Reineke, who was neither a student nor a tenant, was attending a party on the 14th floor of the building south of the university campus on Sept. 28, 1984, when he passed out on a couch on the 12th floor.
“Would I like to solve the case? Of course I would. Is that my expectation? I think that’s extremely unlikely.”
A group of people found him and, as a prank, decided to hold a mock funeral.
They covered Reineke in mustard and shaving cream, and tied a fake death certificate to his toe. They then put him in the elevator, expecting him to go to the bottom floor where a security guard would find him.
Instead, a trail of shaving cream and mustard was found leading out the elevator on the ninth floor to the garbage chute. Reineke was found on the bottom floor in a steel bin at the bottom of the chute with critical injuries.
He died the next day after he was removed from life support.
“A group of students held a mock funeral for Shawn and then shortly thereafter, he was dead. That’s a pretty remarkable tale,” Scharf said.
To this day, it’s unknown how exactly Reineke ended up going feet-first down the chute.
A coroner’s inquest found it “highly unlikely that Mr. Shawn Reineke placed himself into the garbage chute.”
Scharf said after years of curiosity, he finally decided to find out what the investigation had uncovered.
First, however, he sought the blessing of Reineke’s parents, Don and Ruby.
“You’re approaching somebody about the death of their child,” Scharf said. “And even though it’s 32 years ago, my anticipation was that they’re not over it.”
What he found was a family who still missed their son, but held no sense of anger or vindictiveness and pointed no fingers of blame.
Scharf said he left “feeling a real warmth” for them and understanding that as much as closure would be fulfilling for everyone, the family was also happy to go on with life.
“Would I like to solve the case? Of course I would. Is that my expectation? I think that’s extremely unlikely,” he said, adding the point isn’t to get someone charged, but rather complete the story.
He poured over the 900-page coroner’s inquest and began seeking out those who testified.
He said he hasn’t uncovered many new details about the case, but he has found many media reports from the time contained inaccurate or spotty information.
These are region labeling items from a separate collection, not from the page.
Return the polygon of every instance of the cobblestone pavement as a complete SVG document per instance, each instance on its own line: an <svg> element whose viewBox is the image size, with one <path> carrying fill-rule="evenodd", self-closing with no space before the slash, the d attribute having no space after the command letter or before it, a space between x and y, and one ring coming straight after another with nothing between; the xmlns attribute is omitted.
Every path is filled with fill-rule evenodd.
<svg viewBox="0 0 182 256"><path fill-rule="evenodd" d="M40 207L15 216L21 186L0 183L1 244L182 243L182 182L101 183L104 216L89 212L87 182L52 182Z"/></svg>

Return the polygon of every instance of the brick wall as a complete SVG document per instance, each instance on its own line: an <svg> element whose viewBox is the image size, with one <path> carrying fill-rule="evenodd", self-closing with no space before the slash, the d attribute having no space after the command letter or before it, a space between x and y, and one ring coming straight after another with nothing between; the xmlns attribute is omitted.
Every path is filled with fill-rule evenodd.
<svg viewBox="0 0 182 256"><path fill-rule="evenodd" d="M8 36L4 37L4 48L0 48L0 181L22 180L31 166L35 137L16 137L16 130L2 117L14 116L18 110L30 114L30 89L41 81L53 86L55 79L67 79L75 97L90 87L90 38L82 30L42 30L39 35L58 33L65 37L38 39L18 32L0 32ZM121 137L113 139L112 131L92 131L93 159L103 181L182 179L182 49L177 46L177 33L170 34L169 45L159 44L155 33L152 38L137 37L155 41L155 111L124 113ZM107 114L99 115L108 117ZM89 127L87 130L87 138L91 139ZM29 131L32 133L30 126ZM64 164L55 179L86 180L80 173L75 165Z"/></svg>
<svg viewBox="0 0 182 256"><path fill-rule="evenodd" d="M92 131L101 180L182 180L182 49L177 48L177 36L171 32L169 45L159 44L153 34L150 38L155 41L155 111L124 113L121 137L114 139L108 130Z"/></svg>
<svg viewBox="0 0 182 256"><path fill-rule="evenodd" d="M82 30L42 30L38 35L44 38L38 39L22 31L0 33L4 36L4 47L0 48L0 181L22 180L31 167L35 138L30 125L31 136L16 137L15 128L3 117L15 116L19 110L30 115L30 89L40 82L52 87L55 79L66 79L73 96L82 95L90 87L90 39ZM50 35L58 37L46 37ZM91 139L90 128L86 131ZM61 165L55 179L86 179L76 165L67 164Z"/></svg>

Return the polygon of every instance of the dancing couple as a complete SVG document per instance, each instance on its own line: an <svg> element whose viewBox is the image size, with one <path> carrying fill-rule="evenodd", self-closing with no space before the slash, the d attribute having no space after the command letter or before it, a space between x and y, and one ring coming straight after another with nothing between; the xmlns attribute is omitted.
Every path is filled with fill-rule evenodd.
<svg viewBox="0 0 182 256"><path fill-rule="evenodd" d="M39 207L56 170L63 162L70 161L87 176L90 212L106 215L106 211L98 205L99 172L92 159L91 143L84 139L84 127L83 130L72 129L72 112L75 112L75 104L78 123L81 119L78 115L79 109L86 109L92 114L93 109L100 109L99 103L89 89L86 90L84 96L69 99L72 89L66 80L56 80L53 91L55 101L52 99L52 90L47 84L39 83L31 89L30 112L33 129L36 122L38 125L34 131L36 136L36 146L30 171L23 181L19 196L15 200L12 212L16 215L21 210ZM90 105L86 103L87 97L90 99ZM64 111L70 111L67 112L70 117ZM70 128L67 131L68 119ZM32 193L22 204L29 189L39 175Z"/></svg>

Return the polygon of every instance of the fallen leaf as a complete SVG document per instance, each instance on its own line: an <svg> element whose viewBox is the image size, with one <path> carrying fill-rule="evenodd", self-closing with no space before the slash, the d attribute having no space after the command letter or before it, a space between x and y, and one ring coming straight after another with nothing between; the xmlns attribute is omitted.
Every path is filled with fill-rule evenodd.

Because he has been unable to reach some of the 20 people who testified, he set up a website hoping they will reach out to him.
He also wants to talk to anyone who personally knew Reineke, to turn him from a victim or party boy into the living, breathing young adult who “played hockey, went to high school, drank beer and had a girlfriend.”
With the family’s permission, he also wants his book to explore how society abandons children and young adults to booze rather than talking to them and developing good habits.
Finally, he hopes the book can be used by police everywhere to learn how to handle cases where there’s no more investigating to do and a mountain of evidence, but not enough to charge anyone.
“I just want to talk to people,” Scharf said.
“I don’t have any axe to grind. I don’t have anything other than a desire to have a conversation.”